Project Description

Ms Alexandra Essebier

School of Chemistry and Molecular Biosciences
The University of Queensland

Exploring regulation through integration of high throughput sequencing data

Data science and machine learning for bioinformatics

Tuesday 3 July 2018

Alex Essebier completed her undergraduate degrees in Science (Biochemistry and Molecular Biology) and Information Technology at the University of Queensland in 2013 and a Masters of Bioinformatics in 2015. Alex first developed an interest in bioinformatics in her second year of university when she discovered it would allow her to solve a variety of biological problems through the application of her programming skills. She has undertaken a number of research projects over the last five years as part of A/Prof. Mikael Bodén’s group at UQ.

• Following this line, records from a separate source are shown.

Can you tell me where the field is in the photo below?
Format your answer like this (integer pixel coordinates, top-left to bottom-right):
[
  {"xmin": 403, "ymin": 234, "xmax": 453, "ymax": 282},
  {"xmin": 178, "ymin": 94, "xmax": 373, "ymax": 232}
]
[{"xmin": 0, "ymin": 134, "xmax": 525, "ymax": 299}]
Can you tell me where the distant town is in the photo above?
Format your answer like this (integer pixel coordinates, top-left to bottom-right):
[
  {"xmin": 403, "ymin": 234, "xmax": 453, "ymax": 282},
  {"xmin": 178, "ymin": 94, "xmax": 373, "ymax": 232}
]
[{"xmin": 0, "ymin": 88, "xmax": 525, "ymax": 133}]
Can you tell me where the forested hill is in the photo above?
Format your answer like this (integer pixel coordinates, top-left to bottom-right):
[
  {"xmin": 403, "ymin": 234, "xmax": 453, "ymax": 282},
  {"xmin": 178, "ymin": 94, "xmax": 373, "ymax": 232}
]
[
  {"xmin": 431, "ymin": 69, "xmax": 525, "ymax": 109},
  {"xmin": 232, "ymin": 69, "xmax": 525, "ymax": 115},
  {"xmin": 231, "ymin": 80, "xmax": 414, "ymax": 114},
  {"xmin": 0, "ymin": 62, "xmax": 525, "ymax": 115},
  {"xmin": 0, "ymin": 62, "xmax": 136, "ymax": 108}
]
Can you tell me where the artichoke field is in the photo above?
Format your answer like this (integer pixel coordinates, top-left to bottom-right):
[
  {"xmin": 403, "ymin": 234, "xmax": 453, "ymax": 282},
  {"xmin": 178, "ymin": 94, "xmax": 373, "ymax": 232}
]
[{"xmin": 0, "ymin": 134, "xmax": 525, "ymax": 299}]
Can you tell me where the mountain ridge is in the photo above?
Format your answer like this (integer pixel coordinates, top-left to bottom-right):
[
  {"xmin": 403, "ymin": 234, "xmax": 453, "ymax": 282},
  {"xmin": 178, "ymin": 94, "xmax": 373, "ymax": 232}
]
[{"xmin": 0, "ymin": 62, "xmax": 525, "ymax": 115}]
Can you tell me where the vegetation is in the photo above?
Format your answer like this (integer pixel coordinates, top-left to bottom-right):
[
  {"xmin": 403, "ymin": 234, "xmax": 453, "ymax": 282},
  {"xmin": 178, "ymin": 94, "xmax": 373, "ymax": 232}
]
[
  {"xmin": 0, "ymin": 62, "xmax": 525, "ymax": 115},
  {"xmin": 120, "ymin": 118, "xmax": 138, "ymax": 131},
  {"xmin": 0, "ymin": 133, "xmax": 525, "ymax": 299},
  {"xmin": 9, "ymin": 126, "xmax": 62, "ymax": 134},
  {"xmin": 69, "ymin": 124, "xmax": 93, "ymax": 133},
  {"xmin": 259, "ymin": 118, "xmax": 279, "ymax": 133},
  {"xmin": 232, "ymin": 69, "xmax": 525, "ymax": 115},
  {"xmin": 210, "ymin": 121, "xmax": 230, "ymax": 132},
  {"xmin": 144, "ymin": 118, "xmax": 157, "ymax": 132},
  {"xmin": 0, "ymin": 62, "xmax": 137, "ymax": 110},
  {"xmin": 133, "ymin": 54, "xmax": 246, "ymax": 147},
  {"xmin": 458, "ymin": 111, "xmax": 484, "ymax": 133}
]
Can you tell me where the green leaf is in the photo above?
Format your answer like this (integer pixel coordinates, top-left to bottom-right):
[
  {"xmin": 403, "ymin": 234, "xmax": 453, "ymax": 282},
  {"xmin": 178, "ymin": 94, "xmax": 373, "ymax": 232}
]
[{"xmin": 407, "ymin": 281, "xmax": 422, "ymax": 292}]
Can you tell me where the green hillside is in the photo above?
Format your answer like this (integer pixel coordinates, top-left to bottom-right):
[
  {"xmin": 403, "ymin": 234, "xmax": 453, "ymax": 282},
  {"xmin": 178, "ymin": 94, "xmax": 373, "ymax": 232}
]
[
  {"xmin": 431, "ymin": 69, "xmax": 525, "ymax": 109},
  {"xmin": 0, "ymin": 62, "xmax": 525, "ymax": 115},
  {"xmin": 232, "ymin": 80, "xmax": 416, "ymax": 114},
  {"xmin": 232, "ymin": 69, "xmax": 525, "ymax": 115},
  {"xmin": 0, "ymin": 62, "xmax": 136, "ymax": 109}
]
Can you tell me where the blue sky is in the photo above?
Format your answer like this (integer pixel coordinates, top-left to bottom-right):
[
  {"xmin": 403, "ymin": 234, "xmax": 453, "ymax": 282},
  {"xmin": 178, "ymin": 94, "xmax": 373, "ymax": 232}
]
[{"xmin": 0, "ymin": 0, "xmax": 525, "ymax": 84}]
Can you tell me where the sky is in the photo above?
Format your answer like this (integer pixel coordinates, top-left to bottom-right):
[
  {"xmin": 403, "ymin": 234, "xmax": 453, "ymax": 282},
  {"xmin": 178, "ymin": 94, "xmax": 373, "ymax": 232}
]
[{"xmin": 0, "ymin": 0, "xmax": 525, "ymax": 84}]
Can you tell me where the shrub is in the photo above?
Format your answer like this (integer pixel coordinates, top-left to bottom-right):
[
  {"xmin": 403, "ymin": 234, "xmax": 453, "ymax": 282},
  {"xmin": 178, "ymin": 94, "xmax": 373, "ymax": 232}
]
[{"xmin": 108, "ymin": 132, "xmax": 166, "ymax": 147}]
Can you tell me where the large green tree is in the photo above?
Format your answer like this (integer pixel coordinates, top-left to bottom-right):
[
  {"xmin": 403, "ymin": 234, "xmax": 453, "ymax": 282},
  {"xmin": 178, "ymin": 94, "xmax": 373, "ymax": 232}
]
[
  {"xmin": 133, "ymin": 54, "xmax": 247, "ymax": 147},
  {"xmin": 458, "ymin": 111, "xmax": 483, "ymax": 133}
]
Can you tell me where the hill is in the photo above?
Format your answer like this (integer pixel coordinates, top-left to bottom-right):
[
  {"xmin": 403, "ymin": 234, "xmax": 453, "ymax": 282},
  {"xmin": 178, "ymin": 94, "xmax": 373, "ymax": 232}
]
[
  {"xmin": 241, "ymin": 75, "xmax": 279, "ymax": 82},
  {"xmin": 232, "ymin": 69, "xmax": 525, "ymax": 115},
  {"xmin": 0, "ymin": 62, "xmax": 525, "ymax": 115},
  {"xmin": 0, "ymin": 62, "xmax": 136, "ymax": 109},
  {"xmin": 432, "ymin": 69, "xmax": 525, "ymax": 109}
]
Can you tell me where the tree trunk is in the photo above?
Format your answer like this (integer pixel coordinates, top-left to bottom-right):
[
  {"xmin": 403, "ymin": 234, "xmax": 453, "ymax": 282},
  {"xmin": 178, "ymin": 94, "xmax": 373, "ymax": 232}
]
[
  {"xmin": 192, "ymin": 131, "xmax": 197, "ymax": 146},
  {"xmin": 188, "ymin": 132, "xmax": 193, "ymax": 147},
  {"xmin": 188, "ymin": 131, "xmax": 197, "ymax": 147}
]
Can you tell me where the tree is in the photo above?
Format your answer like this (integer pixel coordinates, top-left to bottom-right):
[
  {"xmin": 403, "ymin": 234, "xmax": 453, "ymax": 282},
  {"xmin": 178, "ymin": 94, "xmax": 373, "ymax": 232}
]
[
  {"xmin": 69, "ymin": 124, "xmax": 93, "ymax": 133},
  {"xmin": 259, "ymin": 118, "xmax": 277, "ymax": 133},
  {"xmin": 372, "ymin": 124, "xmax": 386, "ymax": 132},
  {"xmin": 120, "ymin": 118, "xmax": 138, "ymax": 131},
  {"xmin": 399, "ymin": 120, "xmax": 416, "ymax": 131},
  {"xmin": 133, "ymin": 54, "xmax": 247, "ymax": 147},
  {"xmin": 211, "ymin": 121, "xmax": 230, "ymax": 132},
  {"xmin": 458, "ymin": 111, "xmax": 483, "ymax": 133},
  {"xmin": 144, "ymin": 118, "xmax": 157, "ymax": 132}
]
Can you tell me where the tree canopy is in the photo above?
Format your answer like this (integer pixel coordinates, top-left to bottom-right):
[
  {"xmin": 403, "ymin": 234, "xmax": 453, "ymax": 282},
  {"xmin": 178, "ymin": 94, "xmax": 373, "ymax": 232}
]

These projects involved large biological datasets and allowed Alex to explore big data techniques to extract relevant patterns and relationships. Her main focus is on the use of machine learning to analyse high-throughput genomic datasets. She is currently a PhD student investigating the application of machine learning to predict long distance regulatory interactions. The ability to accurately detect these interactions can improve our understanding of developmental disorders and diseases such as cancer.

Alex’s multidisciplinary background has allowed her to provide bioinformatic insight on a number of research projects engaging with multiple collaborators. It has also provided her with the skills to drive her own research and work toward developing new bioinformatic tools and techniques.

High throughput sequencing (HTS) technology has contributed to a number of discoveries in the human genome. A handful of consortiums, including ENCODE and the Roadmap Epigenome, have generated thousands of HTS data sets describing different regulatory controls in the human genome. These range from ChIP-seq and DNase-seq to describe transcription factor binding and epigenetic state, RNA-seq and CAGE to describe gene expression changes, to chromosome conformation capture to explore three-dimensional structure. Together, these data describe the regulatory system in the human genome. The challenge we are currently facing is how to integrate this information to discover biologically relevant information?

This talk aims to explore how multiple HTS data sets can be used to answer a variety of biological questions using different bioinformatic and data science techniques.